Comment comprendre ce phénomène ? Fait de société ? Hérédité psychologique ? Troubles neurologiques ?

Nous ne souhaitons pas privilégier un courant spécifique étant donné que les différentes descriptions sémiologiques de l’instabilité motrice tendent à converger (Flavigny et Dobroshi, 1998). Notre propos ne consiste pas à rechercher où s’originent les problèmes de l’inattention mais plutôt à comprendre dans le cadre d’une approche globale, que nous qualifierons d’intégrative, le fonctionnement de certains de ces enfants. L’objectif de notre recherche est donc de contribuer à la compréhension des troubles de l’attention chez l’enfant.

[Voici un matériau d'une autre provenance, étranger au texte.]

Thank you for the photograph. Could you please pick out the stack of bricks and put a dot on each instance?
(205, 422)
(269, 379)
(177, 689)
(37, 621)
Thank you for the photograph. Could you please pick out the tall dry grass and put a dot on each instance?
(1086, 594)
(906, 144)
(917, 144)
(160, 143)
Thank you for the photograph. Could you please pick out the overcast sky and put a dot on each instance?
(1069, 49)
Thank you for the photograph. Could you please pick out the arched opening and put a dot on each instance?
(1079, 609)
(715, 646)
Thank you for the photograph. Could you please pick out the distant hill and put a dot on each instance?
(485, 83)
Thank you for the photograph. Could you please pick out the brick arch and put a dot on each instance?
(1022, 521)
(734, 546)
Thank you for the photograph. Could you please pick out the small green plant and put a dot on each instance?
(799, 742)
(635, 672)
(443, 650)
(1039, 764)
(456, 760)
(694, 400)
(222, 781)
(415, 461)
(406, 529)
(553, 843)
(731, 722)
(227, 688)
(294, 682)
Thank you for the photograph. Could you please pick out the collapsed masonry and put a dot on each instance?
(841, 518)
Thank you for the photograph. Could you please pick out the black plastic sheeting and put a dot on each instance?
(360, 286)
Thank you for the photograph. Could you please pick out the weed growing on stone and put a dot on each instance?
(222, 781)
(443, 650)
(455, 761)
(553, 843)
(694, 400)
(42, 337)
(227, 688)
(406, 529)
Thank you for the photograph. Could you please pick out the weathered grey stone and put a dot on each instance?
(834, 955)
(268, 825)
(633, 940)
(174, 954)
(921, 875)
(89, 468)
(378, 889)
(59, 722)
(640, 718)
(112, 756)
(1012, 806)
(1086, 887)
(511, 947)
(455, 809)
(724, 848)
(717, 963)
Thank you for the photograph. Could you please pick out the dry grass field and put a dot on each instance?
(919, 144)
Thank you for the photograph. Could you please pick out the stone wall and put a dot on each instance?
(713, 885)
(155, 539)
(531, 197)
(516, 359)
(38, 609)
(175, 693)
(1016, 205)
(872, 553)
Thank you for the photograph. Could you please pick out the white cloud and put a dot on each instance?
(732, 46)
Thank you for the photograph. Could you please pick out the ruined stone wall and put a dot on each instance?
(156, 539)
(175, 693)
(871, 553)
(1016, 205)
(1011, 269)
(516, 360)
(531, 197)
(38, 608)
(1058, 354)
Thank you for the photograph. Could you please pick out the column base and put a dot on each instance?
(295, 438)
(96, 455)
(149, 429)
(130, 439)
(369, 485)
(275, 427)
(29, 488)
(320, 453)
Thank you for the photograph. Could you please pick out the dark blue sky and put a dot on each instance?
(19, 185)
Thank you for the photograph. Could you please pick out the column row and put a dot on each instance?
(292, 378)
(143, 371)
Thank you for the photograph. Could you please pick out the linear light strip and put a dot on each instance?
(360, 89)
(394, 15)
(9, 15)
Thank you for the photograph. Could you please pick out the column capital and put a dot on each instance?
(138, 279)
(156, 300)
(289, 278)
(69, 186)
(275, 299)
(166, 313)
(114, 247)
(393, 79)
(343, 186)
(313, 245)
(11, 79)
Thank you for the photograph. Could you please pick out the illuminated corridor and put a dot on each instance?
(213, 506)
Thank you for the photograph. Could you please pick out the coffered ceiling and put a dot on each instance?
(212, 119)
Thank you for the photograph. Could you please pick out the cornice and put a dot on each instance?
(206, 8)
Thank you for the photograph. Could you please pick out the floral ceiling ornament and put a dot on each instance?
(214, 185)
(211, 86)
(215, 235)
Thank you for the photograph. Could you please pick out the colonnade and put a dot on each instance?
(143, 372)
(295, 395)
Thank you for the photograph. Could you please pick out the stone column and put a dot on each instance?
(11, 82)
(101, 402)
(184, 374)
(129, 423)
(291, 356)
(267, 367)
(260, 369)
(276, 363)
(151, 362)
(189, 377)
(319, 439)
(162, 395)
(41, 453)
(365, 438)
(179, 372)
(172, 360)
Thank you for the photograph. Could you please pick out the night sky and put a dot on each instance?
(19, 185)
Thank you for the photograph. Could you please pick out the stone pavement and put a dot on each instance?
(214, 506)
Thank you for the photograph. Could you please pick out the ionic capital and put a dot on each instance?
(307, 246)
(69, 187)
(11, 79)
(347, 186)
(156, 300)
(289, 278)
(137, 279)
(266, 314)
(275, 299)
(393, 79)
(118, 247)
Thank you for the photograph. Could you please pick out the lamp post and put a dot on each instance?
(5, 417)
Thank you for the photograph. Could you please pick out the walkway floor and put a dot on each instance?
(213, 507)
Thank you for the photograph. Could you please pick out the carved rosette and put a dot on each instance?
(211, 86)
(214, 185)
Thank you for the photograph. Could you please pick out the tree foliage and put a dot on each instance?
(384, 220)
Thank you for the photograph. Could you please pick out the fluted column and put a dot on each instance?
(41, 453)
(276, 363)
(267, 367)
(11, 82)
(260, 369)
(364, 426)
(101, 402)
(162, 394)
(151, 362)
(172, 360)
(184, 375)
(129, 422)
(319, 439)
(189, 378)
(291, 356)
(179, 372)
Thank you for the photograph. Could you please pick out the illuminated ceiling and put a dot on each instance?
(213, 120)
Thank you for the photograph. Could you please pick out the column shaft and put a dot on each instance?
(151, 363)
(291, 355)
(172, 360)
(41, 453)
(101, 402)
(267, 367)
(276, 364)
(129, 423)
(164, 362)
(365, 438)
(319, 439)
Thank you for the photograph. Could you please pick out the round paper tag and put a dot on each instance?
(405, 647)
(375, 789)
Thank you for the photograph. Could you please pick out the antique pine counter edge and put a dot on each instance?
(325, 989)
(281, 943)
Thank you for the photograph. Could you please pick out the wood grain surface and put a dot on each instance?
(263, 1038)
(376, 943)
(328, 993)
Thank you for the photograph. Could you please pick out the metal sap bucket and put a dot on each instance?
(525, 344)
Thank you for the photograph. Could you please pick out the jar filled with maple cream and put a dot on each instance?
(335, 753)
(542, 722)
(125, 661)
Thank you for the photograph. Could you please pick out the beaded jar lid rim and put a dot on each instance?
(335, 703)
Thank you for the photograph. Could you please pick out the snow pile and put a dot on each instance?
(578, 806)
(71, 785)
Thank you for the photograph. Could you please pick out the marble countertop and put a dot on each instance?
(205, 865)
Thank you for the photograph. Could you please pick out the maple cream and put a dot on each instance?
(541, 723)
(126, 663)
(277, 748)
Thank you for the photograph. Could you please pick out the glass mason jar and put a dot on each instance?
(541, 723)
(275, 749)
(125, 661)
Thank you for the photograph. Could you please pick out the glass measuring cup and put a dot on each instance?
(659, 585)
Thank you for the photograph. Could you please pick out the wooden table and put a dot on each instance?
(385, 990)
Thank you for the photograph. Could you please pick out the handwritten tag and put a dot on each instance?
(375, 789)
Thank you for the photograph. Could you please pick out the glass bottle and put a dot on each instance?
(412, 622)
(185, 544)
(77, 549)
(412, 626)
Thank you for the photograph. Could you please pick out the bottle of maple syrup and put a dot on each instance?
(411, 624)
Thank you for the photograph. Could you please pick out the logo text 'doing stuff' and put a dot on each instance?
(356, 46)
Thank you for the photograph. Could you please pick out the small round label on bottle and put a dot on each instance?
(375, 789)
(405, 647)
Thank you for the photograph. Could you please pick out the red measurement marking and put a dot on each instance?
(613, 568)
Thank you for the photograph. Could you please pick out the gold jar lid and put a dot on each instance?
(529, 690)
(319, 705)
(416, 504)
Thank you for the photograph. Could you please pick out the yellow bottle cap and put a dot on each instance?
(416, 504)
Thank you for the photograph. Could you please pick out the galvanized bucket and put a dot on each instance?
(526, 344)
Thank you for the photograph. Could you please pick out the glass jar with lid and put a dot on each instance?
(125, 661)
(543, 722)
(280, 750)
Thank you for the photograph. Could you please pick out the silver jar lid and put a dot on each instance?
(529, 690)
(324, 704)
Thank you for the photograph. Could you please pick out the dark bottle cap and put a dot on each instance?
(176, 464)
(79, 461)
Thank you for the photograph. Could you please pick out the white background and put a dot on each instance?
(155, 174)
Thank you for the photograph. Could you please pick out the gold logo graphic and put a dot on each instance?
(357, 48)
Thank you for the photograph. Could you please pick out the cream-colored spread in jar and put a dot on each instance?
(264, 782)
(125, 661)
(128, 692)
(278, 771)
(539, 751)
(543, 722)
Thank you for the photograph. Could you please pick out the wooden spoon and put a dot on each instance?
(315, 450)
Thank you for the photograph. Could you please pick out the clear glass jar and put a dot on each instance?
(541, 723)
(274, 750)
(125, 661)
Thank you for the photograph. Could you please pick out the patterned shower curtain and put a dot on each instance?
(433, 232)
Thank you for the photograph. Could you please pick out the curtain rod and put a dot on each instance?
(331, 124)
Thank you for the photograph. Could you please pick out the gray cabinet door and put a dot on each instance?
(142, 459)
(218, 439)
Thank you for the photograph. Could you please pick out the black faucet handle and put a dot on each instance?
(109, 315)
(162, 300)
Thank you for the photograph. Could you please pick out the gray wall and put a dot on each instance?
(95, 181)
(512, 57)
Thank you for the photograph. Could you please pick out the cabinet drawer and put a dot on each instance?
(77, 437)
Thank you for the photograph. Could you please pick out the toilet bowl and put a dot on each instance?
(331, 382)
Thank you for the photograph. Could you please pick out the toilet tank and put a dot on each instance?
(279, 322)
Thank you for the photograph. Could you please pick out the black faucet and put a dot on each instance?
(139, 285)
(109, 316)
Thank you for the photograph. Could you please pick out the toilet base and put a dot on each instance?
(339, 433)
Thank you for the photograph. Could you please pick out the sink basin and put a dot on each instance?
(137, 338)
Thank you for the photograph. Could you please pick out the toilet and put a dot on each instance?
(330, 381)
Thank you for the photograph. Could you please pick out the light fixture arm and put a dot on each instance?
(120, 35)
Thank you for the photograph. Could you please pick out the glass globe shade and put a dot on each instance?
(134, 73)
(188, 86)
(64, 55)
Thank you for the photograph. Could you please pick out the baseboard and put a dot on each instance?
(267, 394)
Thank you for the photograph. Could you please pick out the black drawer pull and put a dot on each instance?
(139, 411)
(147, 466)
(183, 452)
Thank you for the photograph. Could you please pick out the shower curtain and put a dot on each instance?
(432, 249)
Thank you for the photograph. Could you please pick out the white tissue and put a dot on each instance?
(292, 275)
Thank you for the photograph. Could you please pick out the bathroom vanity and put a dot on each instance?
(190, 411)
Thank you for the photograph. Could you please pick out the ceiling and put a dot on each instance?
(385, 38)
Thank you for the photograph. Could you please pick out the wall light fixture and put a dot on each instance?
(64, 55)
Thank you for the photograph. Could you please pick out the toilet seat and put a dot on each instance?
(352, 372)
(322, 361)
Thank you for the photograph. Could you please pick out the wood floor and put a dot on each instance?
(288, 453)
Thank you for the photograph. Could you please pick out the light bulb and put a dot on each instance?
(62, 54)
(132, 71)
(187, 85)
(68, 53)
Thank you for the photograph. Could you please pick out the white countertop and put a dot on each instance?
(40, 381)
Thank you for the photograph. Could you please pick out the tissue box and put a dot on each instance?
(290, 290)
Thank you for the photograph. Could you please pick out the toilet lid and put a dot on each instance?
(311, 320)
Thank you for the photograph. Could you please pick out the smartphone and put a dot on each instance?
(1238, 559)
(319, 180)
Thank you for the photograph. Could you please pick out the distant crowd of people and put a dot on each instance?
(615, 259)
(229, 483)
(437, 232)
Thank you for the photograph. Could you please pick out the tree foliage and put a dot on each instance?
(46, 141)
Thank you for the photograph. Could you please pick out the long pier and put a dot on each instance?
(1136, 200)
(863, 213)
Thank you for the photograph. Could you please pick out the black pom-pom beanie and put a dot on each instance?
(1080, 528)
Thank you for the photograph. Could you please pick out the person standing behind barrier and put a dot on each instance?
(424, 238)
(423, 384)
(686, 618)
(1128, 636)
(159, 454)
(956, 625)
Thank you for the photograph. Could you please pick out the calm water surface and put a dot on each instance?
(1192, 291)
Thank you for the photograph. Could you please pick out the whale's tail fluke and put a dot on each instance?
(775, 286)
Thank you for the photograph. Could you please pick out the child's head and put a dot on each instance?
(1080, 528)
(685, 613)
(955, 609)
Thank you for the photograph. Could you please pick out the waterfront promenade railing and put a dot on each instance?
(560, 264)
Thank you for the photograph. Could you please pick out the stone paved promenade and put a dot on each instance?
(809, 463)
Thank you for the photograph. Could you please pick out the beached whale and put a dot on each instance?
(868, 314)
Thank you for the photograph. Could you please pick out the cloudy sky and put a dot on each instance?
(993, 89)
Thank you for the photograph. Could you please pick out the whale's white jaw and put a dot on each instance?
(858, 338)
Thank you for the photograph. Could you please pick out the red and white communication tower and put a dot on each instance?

Pour ce faire, il nous est apparu intéressant de définir les différents concepts utilisés dans cette recherche sous forme de métaphores. Ces métaphores qui sont conceptuelles, jouent un rôle central dans la science de l’attention et de la mémoire. C’est pour cette raison que les connaissances que nous avons pu assimiler peuvent affecter notre façon de penser et déterminer l’orientation de notre étude des phénomènes cognitifs. Nous avons ainsi tenté d’appréhender les troubles de l’attention à travers des modèles qui restent, certes, incomplets dans l’explication de ces troubles mais qui ont l’avantage de les définir, de générer des inférences.

Ainsi, aucune conception unique, qu’elle soit issue d’un modèle théorique ou explicatif ne pourra être adéquate pour rendre compte du syndrome des troubles de l’attention en particulier. Nous considérons les différents paradigmes (différentes manières de le conceptualiser) existants pour circonscrire les processus de l’attention et de la mémoire chez l’enfant qui rencontre des difficultés multiples (comportementale, sociale, cognitive et psychologique) au moins dans deux lieux qui sont l’école et la maison.

C'est en partant de cette idée que nous pouvons postuler l’existence de deux phénomènes, l’un d’ordre cognitif et l’autre d’ordre psychologique, qui sont indissociables.

Dans le cadre de cette démarche intégrative notre but est de tenter d’approcher le concept de déficit attentionnel et d’étudier ses liens avec un défaut d’organisation psycho-cognitive. Nous proposons de prendre en compte, dans un premier temps, les données descriptives de la population de façon à mener une étude différentielle sur deux groupes socialement et culturellement homogènes. Dans un second temps, notre recherche concernera l’étude des processus d’encodage et de récupération des informations pertinentes pour évaluer la composante cognitive, impliquée dans le développement psycho-affectif de l’enfant. Dans la partie suivante, nous tenterons d’observer l’existence d’un défaut d’organisation dans le traitement des données, soutenant l’hypothèse d’un retard de développement de l’enfant TDA. Cette dernière partie nous servira de tremplin dans la poursuite de notre recherche de mise en lien entre une interprétation clinique et cognitive.

Nous utiliserons à cet effet différents modèles associés à différentes approches (cognitivo-différentielle et clinico-sociale) pour appréhender ces phénomènes. Commençons par examiner ce que nous entendons par trouble déficitaire de l’attention dans le chapitre traitant le développement de l’attention, ensuite nous aborderons les principales métaphores explicatives.